I've watched a few Youtube videos and looked at multiple different lecture slides/notes and am still having trouble grasping the concept when it is a 2-D array, I understand a one dimensional one.

int a[2][3] = {{30,40,50} , {60,70,80}};
show the results of the following:
1. a =
2. a[0] =
3. a + 1 =
4. a[0][0] + 1 =
5. *a[0] + 1 =
6. *(a[0] + 1) =
We are to assume that the addresses start at 0x100.

I gave the following answers:
1. a = 0x100
2. a[0] = 0x100.
3. a + 1 = 0x112.
4. a[0][0] + 1 = 0x112.
5. *a[0] + 1 = 11.
6. *(a[0]+1) = 0x104.
........................................................................
I got 3 half credit for 3, 4 wrong, and 6 wrong. If I could change my answer now, I have no idea why 3 is wrong, no idea why 4 is wrong, and I believe 6 would be 40.

Answer 1

“3. a+1 = 0x112” is wrong:

• a is at 0x100. The elements of a are arrays of three int. int is four bytes, so three int is 12 bytes, so the elements of a are 12 bytes. So a+1, which is one element beyond a, is 0x100 + 12 = 0x10c.

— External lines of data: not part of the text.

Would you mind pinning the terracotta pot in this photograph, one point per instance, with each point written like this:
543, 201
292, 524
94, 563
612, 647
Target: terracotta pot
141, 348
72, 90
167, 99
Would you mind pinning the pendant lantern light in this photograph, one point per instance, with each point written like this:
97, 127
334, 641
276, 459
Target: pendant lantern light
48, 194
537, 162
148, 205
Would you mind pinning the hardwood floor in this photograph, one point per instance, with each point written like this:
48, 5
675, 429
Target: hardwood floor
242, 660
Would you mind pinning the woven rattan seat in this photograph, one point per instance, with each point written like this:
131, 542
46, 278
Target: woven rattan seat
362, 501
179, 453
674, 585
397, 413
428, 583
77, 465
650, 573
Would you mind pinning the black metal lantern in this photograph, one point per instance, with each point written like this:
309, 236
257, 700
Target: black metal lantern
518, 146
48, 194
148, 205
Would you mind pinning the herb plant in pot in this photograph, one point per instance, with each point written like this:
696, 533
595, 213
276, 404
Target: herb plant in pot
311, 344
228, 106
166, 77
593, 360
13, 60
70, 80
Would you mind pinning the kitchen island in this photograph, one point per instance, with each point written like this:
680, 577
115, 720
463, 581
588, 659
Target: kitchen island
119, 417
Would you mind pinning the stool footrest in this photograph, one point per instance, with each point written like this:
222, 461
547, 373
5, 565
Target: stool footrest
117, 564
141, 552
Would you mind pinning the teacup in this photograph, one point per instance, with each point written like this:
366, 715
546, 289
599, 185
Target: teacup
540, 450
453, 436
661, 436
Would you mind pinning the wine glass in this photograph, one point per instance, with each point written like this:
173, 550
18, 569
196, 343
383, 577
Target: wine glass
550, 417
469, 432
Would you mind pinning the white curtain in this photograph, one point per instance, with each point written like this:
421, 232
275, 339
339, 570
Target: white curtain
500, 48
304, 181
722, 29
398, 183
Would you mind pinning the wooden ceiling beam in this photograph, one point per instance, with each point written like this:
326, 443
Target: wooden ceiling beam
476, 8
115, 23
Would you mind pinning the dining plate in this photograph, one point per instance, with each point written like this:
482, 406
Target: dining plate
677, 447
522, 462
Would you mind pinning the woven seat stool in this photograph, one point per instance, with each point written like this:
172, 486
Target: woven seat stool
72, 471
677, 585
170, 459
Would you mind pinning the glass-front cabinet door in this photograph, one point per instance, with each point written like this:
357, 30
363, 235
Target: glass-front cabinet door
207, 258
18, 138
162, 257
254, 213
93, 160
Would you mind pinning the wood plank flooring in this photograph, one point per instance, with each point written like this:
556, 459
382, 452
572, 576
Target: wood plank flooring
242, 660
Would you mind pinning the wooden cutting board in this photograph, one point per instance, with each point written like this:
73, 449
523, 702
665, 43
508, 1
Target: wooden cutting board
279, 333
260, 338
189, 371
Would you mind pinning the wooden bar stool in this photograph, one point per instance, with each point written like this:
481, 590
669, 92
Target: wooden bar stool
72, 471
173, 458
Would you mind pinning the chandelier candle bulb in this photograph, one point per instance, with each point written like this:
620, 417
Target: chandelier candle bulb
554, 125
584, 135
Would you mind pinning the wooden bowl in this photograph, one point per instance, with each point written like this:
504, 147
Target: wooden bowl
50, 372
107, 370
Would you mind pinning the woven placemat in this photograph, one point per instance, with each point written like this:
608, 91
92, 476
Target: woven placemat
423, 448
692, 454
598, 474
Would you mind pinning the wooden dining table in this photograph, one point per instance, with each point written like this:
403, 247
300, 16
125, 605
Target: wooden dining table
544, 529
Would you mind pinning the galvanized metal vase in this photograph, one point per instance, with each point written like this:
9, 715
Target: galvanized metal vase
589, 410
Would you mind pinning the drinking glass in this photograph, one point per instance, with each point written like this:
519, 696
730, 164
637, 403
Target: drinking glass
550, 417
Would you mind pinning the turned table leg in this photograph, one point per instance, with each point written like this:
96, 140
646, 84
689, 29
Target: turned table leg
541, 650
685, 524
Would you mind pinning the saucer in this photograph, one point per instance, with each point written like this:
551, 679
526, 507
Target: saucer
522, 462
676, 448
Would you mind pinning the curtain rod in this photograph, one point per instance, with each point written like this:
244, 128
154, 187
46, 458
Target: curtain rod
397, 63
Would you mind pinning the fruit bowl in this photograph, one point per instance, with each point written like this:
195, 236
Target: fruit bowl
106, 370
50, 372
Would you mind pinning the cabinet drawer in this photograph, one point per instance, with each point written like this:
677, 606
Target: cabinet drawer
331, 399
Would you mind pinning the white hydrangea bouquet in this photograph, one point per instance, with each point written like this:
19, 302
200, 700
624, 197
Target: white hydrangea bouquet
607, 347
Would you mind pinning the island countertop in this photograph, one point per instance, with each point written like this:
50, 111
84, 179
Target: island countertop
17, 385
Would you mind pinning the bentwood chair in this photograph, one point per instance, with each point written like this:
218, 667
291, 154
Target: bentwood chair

“4. a[0][0] + 1 = 0x112” is wrong:

• a[0][0] is 30. 30+1 is 31.

“6. *(a[0] + 1) = 0x104” is wrong:

• a[0] is the first element of a, so it is array of three int containing 30, 40, and 50. As an array in a general expression, it is automatically converted to a pointer to its first element, so it points to 30. Adding 1 yields a pointer to the next element, so a[0]+1 is a pointer to to 40. Then dereferencing that with * produces 40.